As a response to the US re-imposition of sanctions against Iran, the EU intends to amend its Blocking Regulation (Regulation (EC) 2271/06) to protect EU companies from the extraterritorial effects of US secondary sanctions against Iran, Standard Club has informed its members in a web update on the global situation following the unilateral US decision to reimpose sanctions on Iran.
Ben Chandler, Claims Executive at Club managers Charles Taylor, wrote that Regulation (EC) 2271/06 was originally introduced in the context of US sanctions against Cuba. It allows the EU to protect businesses from the extraterritorial effect of particular sanctions adopted by a third country outside the EU. Although the Blocking Regulation will apply in all EU member states, the responsibility for enforcement lies with each individual EU member state. The updated Blocking Regulation will enter into force (at the latest) at the beginning of August 2018, subject to the European Parliament and the European Council not raising objections to the measures.
Standard Club noted that the US secondary sanctions against Iran would have an extraterritorial effect – that is, it would be illegal for EU companies and financial institutions to engage in a wide range of economic and commercial activities with Iran.
The Club noted that this could create a serious issue for European companies with pre-existing trade with Iran, given that disregard of US secondary sanctions by such companies could lead to heavy fines and/or criminal charges in the US, or even exclusion from the US market altogether.

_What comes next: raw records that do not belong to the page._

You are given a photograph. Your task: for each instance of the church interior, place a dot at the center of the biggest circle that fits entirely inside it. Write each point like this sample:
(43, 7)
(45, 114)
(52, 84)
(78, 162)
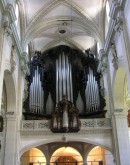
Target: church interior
(65, 82)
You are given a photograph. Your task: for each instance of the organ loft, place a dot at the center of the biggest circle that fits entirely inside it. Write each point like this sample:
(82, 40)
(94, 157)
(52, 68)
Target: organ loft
(64, 87)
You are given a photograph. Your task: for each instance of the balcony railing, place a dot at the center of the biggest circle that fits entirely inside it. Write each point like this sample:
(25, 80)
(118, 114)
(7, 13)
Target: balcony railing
(86, 124)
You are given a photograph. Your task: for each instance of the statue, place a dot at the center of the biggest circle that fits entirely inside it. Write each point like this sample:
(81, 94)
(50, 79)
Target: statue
(65, 117)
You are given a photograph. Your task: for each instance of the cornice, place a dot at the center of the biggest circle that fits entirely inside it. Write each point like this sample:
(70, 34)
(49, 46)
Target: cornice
(115, 26)
(3, 4)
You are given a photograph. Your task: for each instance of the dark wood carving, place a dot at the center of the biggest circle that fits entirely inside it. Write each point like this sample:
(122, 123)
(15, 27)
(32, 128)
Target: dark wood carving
(85, 82)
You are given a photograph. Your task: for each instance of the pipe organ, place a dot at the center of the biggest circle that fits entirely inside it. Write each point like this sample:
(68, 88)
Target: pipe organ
(63, 71)
(63, 78)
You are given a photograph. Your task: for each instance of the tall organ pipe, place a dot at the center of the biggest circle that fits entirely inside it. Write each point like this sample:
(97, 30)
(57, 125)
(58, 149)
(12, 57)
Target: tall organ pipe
(60, 79)
(67, 77)
(71, 88)
(57, 81)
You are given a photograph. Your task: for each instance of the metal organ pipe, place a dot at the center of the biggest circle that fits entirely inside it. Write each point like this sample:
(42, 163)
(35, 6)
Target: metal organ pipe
(63, 74)
(57, 81)
(67, 77)
(92, 93)
(36, 100)
(60, 79)
(63, 78)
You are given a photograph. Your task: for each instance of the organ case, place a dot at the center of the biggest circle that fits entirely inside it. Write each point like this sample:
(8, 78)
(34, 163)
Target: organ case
(63, 71)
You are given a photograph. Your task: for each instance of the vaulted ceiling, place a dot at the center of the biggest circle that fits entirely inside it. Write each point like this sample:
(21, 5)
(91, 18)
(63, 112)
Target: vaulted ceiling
(77, 23)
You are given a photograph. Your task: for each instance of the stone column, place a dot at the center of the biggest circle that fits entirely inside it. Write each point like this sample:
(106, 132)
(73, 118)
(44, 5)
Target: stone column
(10, 139)
(120, 118)
(106, 69)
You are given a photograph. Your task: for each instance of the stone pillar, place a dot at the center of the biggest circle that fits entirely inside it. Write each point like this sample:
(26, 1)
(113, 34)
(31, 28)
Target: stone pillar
(10, 139)
(123, 136)
(106, 69)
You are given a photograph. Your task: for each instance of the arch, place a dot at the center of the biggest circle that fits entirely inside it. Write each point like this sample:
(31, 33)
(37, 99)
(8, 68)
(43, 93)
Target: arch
(100, 155)
(10, 91)
(51, 140)
(119, 88)
(66, 151)
(53, 22)
(33, 155)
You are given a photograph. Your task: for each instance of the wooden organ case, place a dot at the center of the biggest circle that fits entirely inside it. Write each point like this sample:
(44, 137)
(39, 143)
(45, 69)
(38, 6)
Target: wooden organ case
(64, 86)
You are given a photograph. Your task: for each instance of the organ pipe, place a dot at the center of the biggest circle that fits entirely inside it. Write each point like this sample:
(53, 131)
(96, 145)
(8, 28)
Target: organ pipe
(63, 78)
(36, 100)
(92, 93)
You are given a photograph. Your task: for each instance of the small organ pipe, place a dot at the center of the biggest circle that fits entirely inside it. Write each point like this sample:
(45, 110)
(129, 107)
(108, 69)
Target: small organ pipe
(67, 77)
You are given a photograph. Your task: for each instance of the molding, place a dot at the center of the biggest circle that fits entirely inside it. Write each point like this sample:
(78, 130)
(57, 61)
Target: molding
(10, 10)
(11, 30)
(3, 4)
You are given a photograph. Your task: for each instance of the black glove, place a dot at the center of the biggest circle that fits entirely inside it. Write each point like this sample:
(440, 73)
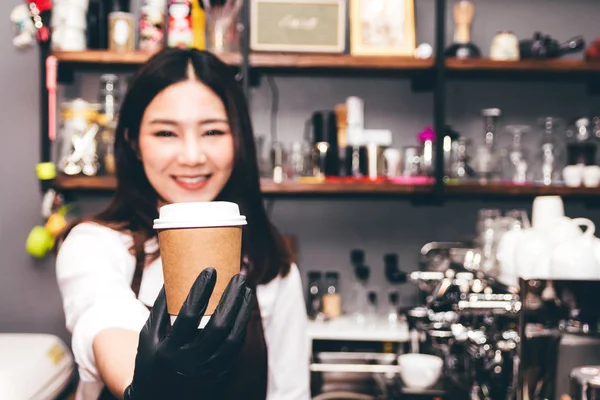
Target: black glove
(187, 362)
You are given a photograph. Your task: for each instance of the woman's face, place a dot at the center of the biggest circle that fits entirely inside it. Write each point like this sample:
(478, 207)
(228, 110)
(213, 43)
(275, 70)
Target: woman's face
(185, 143)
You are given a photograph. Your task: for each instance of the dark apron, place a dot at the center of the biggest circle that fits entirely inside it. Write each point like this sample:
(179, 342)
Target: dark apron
(248, 379)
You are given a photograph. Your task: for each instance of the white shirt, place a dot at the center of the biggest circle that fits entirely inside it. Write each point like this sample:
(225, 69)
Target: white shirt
(94, 269)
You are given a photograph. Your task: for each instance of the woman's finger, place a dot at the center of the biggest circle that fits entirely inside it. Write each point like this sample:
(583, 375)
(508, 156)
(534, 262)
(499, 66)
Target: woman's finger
(185, 327)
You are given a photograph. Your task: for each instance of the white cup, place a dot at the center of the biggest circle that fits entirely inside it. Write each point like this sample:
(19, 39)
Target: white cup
(193, 237)
(392, 161)
(591, 176)
(546, 210)
(572, 174)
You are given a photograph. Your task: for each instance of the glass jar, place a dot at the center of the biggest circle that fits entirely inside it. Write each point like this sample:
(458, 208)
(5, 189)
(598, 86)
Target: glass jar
(76, 145)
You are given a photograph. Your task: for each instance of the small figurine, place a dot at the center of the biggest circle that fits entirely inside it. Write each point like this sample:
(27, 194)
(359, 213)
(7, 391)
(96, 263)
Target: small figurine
(25, 31)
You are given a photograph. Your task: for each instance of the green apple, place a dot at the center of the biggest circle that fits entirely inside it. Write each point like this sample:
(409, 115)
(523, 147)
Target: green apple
(39, 242)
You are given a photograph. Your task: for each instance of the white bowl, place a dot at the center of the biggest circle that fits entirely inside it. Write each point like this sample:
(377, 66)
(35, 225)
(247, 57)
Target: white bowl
(420, 371)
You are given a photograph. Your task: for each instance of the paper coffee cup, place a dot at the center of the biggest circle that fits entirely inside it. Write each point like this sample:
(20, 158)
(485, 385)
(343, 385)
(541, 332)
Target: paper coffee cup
(193, 237)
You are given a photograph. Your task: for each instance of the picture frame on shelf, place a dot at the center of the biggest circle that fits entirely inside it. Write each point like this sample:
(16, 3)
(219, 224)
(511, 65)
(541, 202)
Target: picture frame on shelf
(382, 28)
(303, 26)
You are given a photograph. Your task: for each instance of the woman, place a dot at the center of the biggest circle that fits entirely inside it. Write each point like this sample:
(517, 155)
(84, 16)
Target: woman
(184, 135)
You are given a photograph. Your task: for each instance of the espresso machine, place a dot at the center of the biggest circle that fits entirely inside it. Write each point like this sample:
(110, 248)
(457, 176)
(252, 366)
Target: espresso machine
(500, 341)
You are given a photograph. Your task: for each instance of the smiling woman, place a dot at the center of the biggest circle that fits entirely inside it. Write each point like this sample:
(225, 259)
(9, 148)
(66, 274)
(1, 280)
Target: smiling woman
(184, 135)
(187, 151)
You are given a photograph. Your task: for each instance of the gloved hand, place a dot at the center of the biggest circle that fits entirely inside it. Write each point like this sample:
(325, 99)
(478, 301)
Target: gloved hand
(188, 362)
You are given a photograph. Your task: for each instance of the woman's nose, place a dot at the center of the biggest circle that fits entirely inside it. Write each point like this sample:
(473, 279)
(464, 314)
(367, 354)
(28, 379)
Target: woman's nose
(192, 153)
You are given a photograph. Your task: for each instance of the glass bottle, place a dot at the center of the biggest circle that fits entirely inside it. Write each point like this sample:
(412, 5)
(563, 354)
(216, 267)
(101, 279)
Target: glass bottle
(551, 157)
(332, 301)
(487, 160)
(313, 298)
(517, 163)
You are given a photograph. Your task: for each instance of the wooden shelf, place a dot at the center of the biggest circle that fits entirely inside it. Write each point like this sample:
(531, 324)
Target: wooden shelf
(87, 183)
(512, 190)
(552, 65)
(109, 57)
(108, 183)
(259, 60)
(336, 61)
(335, 188)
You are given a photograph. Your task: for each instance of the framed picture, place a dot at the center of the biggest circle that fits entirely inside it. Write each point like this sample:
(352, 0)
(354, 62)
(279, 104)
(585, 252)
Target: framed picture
(315, 26)
(382, 27)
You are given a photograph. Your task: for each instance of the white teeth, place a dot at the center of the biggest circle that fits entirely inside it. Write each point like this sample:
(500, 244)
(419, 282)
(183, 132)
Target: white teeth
(191, 180)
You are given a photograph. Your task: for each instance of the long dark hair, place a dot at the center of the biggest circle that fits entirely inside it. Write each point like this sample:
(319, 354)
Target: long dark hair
(135, 203)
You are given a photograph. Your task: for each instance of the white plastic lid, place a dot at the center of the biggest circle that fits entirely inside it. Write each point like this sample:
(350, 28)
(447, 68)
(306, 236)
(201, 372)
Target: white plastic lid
(199, 215)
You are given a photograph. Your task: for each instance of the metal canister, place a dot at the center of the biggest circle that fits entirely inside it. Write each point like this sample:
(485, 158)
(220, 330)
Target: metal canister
(593, 389)
(579, 378)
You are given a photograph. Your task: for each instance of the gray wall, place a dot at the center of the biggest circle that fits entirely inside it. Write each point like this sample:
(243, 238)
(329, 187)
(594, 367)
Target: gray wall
(327, 229)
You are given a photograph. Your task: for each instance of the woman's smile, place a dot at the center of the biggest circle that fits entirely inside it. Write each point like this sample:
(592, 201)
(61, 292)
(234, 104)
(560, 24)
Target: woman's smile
(185, 143)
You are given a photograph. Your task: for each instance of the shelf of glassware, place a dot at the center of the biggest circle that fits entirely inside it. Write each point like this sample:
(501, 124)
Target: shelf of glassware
(476, 188)
(289, 187)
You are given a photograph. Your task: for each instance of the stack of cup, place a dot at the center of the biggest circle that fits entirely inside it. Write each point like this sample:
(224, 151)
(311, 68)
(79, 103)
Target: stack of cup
(193, 237)
(69, 25)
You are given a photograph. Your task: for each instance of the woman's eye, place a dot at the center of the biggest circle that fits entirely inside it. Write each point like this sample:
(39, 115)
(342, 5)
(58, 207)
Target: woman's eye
(164, 134)
(213, 132)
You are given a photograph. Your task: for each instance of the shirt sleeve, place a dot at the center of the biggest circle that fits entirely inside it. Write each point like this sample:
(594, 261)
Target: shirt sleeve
(94, 274)
(287, 342)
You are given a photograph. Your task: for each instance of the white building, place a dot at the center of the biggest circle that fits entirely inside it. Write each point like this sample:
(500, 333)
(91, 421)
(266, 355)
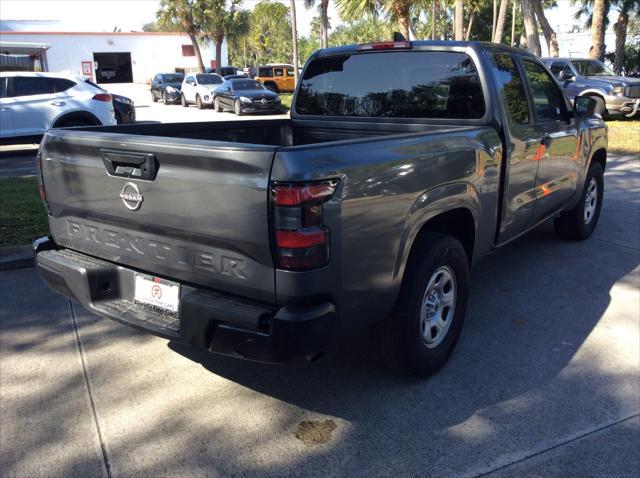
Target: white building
(116, 57)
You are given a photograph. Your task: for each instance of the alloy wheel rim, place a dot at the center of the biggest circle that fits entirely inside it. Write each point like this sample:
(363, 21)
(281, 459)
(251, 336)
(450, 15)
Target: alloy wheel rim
(590, 201)
(438, 307)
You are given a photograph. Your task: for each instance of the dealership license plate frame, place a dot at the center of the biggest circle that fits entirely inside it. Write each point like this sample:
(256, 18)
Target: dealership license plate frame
(157, 293)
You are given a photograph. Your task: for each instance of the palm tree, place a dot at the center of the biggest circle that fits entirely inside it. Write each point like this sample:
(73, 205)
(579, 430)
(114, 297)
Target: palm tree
(547, 31)
(531, 27)
(398, 10)
(501, 21)
(294, 40)
(323, 8)
(598, 27)
(625, 8)
(458, 28)
(187, 15)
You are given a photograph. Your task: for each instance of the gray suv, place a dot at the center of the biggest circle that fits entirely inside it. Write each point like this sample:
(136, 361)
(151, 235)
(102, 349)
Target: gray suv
(615, 95)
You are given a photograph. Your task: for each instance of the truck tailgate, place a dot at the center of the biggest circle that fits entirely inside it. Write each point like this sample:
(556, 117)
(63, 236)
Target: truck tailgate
(189, 210)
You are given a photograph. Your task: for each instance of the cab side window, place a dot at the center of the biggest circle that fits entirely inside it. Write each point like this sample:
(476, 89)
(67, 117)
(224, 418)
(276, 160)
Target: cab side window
(511, 88)
(548, 101)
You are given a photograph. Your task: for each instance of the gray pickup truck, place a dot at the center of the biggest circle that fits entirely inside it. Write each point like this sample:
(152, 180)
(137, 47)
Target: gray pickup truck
(263, 239)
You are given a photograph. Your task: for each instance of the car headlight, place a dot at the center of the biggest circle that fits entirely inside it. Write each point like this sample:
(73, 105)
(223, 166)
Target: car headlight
(618, 91)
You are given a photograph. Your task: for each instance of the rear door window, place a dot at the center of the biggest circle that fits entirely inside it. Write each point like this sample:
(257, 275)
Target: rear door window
(32, 85)
(419, 85)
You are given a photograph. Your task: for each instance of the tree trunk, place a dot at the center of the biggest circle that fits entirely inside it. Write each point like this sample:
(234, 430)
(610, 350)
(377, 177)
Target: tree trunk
(219, 38)
(597, 30)
(433, 19)
(549, 34)
(324, 7)
(513, 24)
(196, 49)
(472, 17)
(495, 19)
(620, 27)
(531, 27)
(502, 20)
(294, 39)
(459, 21)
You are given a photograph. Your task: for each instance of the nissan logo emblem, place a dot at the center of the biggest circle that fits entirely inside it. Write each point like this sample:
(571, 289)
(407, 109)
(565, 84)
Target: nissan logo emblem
(131, 196)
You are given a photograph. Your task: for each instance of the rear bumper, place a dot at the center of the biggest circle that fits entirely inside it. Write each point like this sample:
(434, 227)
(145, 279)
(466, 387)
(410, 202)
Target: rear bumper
(221, 323)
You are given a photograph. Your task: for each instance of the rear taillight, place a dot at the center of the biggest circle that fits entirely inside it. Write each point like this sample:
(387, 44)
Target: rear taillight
(103, 97)
(301, 238)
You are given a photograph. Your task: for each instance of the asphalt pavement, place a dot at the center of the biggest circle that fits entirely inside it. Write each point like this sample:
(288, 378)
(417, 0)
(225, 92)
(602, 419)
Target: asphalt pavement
(544, 382)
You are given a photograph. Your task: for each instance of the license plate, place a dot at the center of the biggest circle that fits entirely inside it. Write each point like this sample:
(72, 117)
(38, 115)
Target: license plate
(157, 292)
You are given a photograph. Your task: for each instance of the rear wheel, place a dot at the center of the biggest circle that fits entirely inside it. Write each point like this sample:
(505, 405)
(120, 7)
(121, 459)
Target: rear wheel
(237, 108)
(433, 303)
(580, 222)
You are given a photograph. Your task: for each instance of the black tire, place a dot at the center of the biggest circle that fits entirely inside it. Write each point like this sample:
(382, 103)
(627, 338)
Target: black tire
(580, 222)
(601, 107)
(271, 87)
(438, 257)
(237, 108)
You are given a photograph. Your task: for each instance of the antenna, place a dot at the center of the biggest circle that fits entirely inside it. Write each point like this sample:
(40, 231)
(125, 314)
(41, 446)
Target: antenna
(397, 36)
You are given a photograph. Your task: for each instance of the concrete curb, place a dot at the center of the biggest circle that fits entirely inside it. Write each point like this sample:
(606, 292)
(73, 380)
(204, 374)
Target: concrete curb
(16, 257)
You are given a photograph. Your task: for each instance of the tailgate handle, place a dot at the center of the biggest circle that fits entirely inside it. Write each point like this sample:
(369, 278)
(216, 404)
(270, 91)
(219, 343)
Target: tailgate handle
(130, 165)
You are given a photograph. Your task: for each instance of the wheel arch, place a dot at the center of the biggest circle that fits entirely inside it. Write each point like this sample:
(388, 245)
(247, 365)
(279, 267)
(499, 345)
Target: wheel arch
(76, 115)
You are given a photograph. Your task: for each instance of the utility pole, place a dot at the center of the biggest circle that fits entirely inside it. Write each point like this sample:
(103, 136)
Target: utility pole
(294, 38)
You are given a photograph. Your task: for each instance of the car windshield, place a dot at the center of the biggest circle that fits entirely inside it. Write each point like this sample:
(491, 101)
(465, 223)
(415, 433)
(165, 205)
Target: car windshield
(209, 79)
(592, 68)
(173, 78)
(420, 85)
(246, 85)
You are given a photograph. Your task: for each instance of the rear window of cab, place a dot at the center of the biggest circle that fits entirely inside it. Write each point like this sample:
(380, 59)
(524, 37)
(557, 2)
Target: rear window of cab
(407, 84)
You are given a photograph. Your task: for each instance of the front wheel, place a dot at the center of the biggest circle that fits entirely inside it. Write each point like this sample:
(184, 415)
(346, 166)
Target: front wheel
(580, 222)
(434, 302)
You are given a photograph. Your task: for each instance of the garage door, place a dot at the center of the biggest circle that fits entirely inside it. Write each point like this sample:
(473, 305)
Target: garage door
(113, 67)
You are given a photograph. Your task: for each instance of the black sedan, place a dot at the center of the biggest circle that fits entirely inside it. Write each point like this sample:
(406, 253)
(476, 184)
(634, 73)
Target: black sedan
(166, 87)
(245, 96)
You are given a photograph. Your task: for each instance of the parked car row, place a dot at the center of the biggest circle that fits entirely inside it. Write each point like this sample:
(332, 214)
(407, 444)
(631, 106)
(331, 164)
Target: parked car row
(235, 92)
(614, 95)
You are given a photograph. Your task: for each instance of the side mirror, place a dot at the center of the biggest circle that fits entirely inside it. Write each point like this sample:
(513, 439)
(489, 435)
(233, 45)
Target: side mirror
(584, 106)
(566, 76)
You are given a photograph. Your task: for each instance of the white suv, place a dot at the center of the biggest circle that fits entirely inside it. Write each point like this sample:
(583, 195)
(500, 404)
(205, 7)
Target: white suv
(31, 103)
(198, 88)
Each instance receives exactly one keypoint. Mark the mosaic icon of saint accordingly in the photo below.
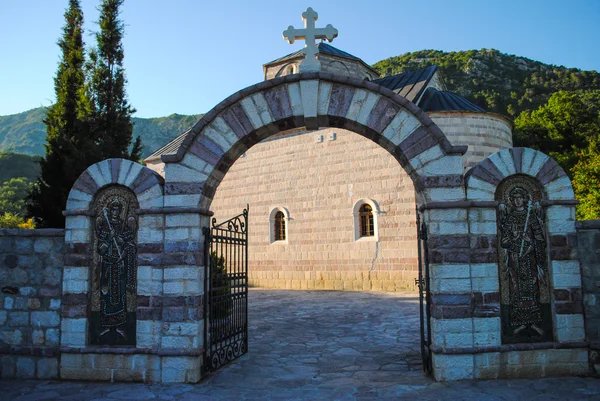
(117, 252)
(522, 237)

The amendments to the Blocking Regulation have been designed to offer a level of protection to European companies trading with Iran.
The Blocking Regulation:
- Forbids EU persons from complying with extraterritorial sanctions.
- Allows companies to recover damages arising from such sanctions.
- Nullifies the effect of any foreign judgment in the EU which is based on the imposing / enforcement of such sanctions.
Commentators have questioned the effectiveness of the Blocking Regulation to offset the effects of re-instated US sanctions. This is on the basis that:
- Companies would have to stop using the US dollar, which is unrealistic in many cases, given that 90% of global transactions use this currency.
- The remedies provided by the Blocking Regulation do not fully shield companies from the practical negative effects of breaching US sanctions (e.g. asset seizures; criminal charges in the US), which were still deeply unattractive for companies.
- Companies would have to “choose” between trading in the US and trading in Iran, with many companies inevitably choosing the US due to the size and importance of the US market.
- The Blocking Regulation did not assist to defend against companies potentially losing access to the US financial system, if they had previously engaged in transactions involving Iran.
Therefore, while there were certain legal remedies available to European companies under the amended Blocking Regulation, it would potentially be the case that, for many companies, the US market would remain too important economically and commercially, and these companies would continue to prioritize their business in the US at the expense of trading with Iran.
The Club said that the response by the EU demonstrated that it intended to take a different approach from the US to conducting business with Iran going forward, and intended to continue to encourage trade with and investment in Iran.
However, Standard Club warned that the different approaches being taken by US and EU had the potential to further complicate the situation for commercial entities, including the club’s owner and charterer members, who were currently attempting to take all necessary steps to ensure that no commercial activity they undertake breaches sanctions.
“While the approach being taken by the EU to Iran might, in principle, represent a positive development for club’s members monitoring future opportunities to trade Iran, the conflicting Iranian sanctions regimes being pursued by the US and EU have the potential to cause confusion, and increase risk of inadvertent breach of one or other sanctions regime”, the Club said.
Due to the increasing complexity of the situation, the club recommended that its members continue to take a very cautious approach to potential Iranian-linked commercial activity, and to carry out necessary commercial due diligence accordingly to make sure any particular activity was not sanctioned.